Saturday, September 10, 2016

Ivins, William M. ""Ornament" and the Sources of Design in the Decorative Arts." Reading

Ivins starts by talking about the craftsmanship of things and what schools are teaching.  I like how he continues to go back to compare the craft to music. How people don't necessarily write the music but they can play it, just like in art. We are taught a certain technique and suppose to mimic it. There is nothing we make that hasn't been made before. Ornament's however, are made from men who have the greatest popular fame as engravers and etchers of pictorial prints, their ornaments are  "original" or variations or just mostly copies. Most ornaments are made by man, learned in the different crafts they were working in, their designs however were more for the purpose of letting it be engraved by other hands.

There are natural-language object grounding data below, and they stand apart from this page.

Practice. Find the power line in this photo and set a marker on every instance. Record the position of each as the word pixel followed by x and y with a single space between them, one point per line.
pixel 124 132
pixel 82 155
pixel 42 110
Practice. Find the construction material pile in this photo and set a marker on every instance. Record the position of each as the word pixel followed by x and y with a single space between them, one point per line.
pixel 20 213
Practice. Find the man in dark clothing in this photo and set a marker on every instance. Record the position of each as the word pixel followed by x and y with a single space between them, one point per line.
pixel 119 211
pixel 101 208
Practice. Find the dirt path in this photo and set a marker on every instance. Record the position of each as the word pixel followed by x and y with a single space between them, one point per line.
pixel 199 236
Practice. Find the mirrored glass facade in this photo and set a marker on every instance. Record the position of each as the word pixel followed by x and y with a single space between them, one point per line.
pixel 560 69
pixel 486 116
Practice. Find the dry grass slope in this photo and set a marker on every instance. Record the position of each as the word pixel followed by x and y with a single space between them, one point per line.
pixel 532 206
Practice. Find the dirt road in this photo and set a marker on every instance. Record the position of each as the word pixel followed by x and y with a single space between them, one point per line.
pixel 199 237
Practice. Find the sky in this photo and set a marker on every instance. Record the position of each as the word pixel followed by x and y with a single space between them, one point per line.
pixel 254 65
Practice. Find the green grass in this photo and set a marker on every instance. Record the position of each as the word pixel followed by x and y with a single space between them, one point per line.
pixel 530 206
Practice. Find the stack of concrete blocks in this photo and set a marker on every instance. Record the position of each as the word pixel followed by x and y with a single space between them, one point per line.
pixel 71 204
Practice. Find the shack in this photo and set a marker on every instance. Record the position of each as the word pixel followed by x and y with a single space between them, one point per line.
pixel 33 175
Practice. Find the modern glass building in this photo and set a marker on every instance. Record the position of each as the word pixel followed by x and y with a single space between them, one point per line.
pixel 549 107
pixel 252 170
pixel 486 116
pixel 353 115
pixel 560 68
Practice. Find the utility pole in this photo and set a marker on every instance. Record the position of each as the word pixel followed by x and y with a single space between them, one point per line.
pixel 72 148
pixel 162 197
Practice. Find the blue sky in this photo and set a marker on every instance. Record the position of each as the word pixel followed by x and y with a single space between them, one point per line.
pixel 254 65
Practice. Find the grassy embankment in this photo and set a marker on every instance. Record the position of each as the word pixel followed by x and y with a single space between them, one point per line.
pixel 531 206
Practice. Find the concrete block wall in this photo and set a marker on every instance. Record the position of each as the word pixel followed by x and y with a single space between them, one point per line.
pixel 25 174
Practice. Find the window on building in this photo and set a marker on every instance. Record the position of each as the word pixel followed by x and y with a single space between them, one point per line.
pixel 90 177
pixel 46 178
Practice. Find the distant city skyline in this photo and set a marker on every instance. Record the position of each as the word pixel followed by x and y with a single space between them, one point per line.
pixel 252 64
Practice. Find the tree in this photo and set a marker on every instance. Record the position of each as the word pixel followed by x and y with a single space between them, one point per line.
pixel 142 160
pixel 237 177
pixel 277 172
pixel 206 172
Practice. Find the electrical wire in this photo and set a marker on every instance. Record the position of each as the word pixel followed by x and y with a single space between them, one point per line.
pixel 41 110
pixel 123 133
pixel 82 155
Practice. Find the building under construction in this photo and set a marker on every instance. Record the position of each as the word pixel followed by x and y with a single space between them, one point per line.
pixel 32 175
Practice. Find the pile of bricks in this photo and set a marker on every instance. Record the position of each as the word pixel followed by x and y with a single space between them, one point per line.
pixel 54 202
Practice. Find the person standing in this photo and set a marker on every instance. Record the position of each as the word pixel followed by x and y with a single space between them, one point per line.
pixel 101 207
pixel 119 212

 But the earliest  most influential ornament, was designed by painters because the decoration on the flat surface was copied by engravers and draftsmen and it spread broadcast through the community. But that changed and then from time to time new decorative elements would appear an they were utilized and adapted  by the designers . This has lasted till present day, the great succeeding styles in any class of "work of art" being most instances either initiated or disseminated by the specialized designers. The several great styles of the English eighteenth century are not even known after the actual makers, but by the names on the pattern books.

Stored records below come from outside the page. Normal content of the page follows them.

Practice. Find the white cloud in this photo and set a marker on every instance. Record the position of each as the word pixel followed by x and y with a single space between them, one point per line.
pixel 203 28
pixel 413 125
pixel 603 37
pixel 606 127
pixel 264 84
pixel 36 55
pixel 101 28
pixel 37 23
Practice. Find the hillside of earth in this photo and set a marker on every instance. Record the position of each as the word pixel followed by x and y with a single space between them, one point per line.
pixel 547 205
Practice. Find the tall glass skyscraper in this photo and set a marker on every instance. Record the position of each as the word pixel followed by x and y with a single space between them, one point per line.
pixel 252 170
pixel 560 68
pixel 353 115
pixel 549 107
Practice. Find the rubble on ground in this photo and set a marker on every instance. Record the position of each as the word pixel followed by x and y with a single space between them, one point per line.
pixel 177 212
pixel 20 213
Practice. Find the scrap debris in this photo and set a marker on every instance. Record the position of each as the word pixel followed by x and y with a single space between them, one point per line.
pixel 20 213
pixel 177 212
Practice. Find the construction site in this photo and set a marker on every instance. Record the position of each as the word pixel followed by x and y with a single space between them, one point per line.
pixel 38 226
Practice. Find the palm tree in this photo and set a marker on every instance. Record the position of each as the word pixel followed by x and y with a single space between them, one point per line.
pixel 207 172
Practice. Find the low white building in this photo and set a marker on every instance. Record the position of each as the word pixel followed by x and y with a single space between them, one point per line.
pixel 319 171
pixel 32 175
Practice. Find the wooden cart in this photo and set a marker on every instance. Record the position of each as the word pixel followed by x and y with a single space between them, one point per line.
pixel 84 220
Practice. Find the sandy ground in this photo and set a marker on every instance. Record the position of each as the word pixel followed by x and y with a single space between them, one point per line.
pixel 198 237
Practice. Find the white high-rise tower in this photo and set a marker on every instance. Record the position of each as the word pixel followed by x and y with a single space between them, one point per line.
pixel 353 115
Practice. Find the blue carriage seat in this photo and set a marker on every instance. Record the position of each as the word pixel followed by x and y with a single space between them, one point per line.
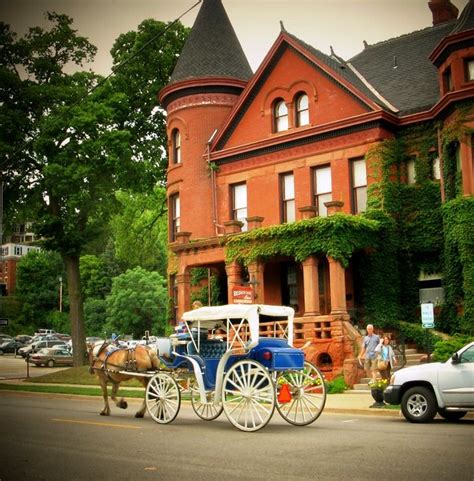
pixel 208 358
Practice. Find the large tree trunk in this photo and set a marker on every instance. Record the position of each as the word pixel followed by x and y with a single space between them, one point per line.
pixel 76 309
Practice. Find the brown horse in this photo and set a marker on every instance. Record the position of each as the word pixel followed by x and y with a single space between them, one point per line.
pixel 106 361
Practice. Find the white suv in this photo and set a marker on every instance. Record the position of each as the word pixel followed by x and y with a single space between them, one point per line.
pixel 446 388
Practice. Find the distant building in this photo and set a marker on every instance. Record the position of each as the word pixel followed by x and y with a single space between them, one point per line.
pixel 17 246
pixel 289 142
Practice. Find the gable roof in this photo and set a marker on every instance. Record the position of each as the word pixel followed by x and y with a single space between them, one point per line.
pixel 466 20
pixel 212 48
pixel 400 68
pixel 331 68
pixel 340 67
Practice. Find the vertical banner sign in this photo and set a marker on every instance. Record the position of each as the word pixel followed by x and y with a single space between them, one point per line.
pixel 427 315
pixel 242 295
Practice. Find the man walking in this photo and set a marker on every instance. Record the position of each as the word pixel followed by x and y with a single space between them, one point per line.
pixel 369 343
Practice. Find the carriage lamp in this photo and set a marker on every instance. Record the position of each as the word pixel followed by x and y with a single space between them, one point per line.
pixel 267 355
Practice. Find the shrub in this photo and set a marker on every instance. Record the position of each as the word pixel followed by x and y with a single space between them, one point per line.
pixel 337 385
pixel 444 349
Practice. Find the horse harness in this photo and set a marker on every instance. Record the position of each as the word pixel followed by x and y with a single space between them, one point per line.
pixel 130 364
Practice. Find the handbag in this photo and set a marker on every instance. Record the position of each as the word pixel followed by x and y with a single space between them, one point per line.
pixel 382 365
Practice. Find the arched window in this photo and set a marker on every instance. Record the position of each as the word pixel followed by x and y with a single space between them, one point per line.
pixel 302 110
pixel 280 115
pixel 176 146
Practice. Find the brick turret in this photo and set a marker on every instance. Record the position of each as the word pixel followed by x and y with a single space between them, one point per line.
pixel 208 78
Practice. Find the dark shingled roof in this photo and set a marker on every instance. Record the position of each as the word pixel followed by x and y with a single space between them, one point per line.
pixel 466 20
pixel 400 68
pixel 338 65
pixel 212 48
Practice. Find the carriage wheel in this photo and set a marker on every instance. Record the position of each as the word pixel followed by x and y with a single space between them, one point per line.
pixel 163 398
pixel 303 399
pixel 208 410
pixel 248 395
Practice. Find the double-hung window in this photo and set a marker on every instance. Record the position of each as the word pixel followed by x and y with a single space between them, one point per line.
pixel 176 146
pixel 239 204
pixel 322 189
pixel 175 216
pixel 302 110
pixel 288 197
pixel 359 185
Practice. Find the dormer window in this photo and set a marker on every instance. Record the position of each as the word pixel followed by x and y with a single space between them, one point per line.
pixel 280 115
pixel 469 69
pixel 302 110
pixel 176 146
pixel 447 81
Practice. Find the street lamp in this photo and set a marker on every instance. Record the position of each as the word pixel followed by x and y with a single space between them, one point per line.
pixel 60 294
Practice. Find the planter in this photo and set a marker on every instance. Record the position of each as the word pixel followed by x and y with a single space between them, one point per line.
pixel 377 394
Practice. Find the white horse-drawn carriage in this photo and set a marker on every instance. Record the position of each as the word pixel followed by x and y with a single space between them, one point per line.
pixel 227 365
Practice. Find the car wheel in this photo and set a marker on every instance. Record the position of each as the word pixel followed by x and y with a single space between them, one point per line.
pixel 419 405
pixel 451 415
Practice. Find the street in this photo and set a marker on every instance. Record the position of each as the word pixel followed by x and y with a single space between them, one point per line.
pixel 46 437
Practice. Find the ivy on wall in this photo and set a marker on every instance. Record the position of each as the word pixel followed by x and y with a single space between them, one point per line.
pixel 337 236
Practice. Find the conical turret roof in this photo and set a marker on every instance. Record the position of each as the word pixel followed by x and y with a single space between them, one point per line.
pixel 212 48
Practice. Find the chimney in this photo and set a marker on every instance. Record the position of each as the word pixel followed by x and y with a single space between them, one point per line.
pixel 443 11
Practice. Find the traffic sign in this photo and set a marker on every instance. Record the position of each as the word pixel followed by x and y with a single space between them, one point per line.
pixel 427 315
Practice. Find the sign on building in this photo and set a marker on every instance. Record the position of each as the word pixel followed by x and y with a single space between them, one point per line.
pixel 242 295
pixel 427 315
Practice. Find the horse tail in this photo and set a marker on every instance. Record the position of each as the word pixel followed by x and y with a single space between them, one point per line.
pixel 155 361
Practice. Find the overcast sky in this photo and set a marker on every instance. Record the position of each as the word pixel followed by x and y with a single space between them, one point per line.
pixel 344 24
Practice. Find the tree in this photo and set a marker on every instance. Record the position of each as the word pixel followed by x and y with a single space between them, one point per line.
pixel 38 286
pixel 140 230
pixel 62 159
pixel 138 302
pixel 94 277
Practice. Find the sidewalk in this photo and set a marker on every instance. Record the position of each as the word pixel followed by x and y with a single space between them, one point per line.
pixel 349 402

 My favorite section of this reading is when they said "The museums here for a generation have been aware that the whole of art is not to be found in sculpture and painting, and most  important and valuable collections of furniture, woodwork, pottery, plate, and textiles have been formed at many places, notably at the Metropolitan Museum, the collections of which have been made extraordinarily rich through the generosity of the late J. Pierpont Morgan and his son. These collections are having a most gratifying effect upon the prevailing standards of craftsmanship in this country," I like how this has an effect on people because there is such a craft and skill to make furniture, woodwork, pottery, plate, and textiles.
 I agree with the author when he says ", it would seem as though the development of design in this country must of necessity fall behind the development of craftsmanship until such time as those collections are supplemented in our public institutions by collections of the drawings, prints, and book decorations made by the great masters of ornament, and the public is taught their use and value" I think it is very important for everyone to learn about the masters who have just been forgotten but techniques and crafts and designs are still used.